肝臓内科 部長
具嶋 敏文
Q.) C型肝炎ウイルスはどのように感染するのでしょうか?
A.) C型肝炎ウイルス(HCV)は日本では約150~200万人が感染していると推定されています。1990年以前の輸血、血液製剤、注射針などの共用や不十分な消毒などの医療行為が感染の主な原因です。出産時の母子感染や性交渉による感染は比較的まれと考えられています。現在では輸血での感染はほとんどなく、医療機関では使い捨ての注射器などを使用しており、新たな感染はほとんどなくなっています。

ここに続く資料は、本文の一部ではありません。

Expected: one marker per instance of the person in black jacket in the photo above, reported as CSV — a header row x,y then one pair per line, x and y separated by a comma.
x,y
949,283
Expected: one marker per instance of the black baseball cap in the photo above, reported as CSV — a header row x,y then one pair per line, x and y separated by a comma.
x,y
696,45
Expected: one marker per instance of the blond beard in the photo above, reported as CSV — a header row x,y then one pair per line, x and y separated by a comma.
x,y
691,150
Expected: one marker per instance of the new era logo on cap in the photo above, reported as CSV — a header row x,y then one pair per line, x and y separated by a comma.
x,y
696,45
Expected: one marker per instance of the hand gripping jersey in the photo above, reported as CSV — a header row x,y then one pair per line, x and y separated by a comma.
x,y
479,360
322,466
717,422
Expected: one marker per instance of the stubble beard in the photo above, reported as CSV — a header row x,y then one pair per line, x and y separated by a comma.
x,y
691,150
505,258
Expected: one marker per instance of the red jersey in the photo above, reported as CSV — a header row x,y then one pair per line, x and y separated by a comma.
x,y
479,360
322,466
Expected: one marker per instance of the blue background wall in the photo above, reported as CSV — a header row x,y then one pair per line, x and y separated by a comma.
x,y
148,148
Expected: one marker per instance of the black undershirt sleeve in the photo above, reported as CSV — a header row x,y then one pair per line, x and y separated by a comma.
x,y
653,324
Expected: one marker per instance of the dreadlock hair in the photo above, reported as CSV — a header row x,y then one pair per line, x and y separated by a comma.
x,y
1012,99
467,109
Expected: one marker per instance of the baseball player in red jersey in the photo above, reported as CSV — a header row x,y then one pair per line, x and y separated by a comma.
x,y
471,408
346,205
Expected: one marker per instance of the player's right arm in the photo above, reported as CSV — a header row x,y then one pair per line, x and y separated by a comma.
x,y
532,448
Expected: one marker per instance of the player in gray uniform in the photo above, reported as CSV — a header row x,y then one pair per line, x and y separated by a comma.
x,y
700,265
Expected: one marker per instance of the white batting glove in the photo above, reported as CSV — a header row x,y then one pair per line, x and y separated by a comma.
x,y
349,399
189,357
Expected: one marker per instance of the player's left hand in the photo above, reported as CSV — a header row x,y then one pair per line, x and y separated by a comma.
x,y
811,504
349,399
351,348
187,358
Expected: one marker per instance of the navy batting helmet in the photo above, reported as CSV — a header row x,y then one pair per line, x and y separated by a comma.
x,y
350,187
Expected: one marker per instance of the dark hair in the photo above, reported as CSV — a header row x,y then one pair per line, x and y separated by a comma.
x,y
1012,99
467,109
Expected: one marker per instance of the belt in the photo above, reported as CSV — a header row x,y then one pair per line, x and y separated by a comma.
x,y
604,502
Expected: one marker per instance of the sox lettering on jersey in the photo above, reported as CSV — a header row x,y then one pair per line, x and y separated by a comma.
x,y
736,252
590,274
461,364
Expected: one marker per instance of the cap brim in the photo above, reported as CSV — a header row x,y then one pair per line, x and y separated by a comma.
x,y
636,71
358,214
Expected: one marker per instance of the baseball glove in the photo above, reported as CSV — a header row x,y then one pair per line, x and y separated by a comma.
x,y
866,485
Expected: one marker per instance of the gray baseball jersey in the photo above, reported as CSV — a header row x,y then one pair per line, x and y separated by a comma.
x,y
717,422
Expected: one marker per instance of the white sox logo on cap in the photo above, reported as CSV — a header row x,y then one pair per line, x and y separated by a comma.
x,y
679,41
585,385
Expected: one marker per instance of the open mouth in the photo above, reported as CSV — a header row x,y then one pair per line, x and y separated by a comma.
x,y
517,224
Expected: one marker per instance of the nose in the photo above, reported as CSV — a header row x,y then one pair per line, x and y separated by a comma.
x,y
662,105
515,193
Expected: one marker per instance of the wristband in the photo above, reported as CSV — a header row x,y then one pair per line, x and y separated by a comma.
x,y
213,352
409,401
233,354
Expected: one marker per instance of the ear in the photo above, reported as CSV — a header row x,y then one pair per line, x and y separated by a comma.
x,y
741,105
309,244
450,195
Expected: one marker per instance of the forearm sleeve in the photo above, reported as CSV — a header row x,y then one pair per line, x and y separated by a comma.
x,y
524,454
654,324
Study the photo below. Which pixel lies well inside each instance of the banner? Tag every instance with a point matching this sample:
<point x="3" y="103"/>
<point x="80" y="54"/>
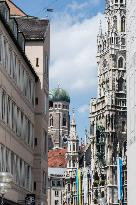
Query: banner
<point x="85" y="185"/>
<point x="119" y="179"/>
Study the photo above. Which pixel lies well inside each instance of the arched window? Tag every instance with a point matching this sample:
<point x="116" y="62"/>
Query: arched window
<point x="64" y="123"/>
<point x="120" y="62"/>
<point x="115" y="22"/>
<point x="51" y="120"/>
<point x="123" y="126"/>
<point x="123" y="24"/>
<point x="121" y="84"/>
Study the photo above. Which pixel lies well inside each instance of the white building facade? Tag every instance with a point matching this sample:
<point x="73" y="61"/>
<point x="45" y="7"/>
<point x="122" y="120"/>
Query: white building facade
<point x="23" y="107"/>
<point x="108" y="114"/>
<point x="131" y="99"/>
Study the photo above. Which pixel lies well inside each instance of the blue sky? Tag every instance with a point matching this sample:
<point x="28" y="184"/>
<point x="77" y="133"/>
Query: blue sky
<point x="74" y="27"/>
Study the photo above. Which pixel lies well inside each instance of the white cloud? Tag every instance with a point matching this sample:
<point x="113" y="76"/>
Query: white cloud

Q.) C型肝炎になると病気はどのように進みますか?
A.) HCVに感染した方のうち30%は完全に排除されますが、70%では持続感染します。C型慢性肝炎が持続すると肝硬変、肝がんに進展します。慢性肝炎や初期の肝硬変・肝がんでは症状がないことも多いのですが、放っておくと知らないうちに肝臓病が進行している場合もありますので、検診などでHCV感染が分かった人は必ず医療機関を受診してください。飲酒、肥満、糖尿病などで肝臓に脂肪がたまった状態になると、C型肝炎の進行が速いことが知られています。
Q.) C型肝炎の治療は?
A.) HCVに感染しているかどうかは、まず採血でHCV抗体検査をおこない、陽性であればHCVの遺伝子であるHCV-RNAを測定します。 RNAが陽性であれば治療を行います。C型慢性肝炎の治療の目標は、肝炎が進んで肝硬変や肝がんにならないようにすることです。以前はインターフェロン製剤の注射で治療していましたが、有効性や副作用の面から最近では用いられなくなりました。2014年に飲み薬だけでの抗ウイルス療法が始まり、8~12週間程度の内服で95%以上の方でHCVの排除(治癒)が期待できるようになりました。また、インターフェロンは副作用が強かったのですが、飲み薬の治療は副作用が軽く、高齢の方でも治療ができるようになりました。現在では慢性肝炎だけではなく肝硬変の方にも治療対象が広がってきています。この新しい飲み薬は非常に高額ですが、国の助成制度があり治療が受けやすくなっています。以前、インターフェロンの副作用で治療を断念した方や肝硬変なので治療が受けられなかった方などは治療可能な場合がありますので肝臓専門医を受診してみてください。
Q.) 日常生活での注意は?
A.) HCVは血液を介して感染しますが、食事、入浴などの日常生活で感染することは通常ありません。ただし歯ブラシやかみそりなど血液に触れる可能性があるものは共用しないようにしてください。C型肝炎の方は飲酒や脂肪肝、糖尿病などで肝硬変や肝がんのリスクが高まりますので適度な運動や節酒、体重コントロールが重要です。抗ウイルス療法でHCVを排除すると、肝がんができる頻度は低下しますが、とくに高齢な方や肝硬変まで進行している方では、HCV排除後も肝がんができる可能性が低くないので、定期的な検査を受ける必要があります。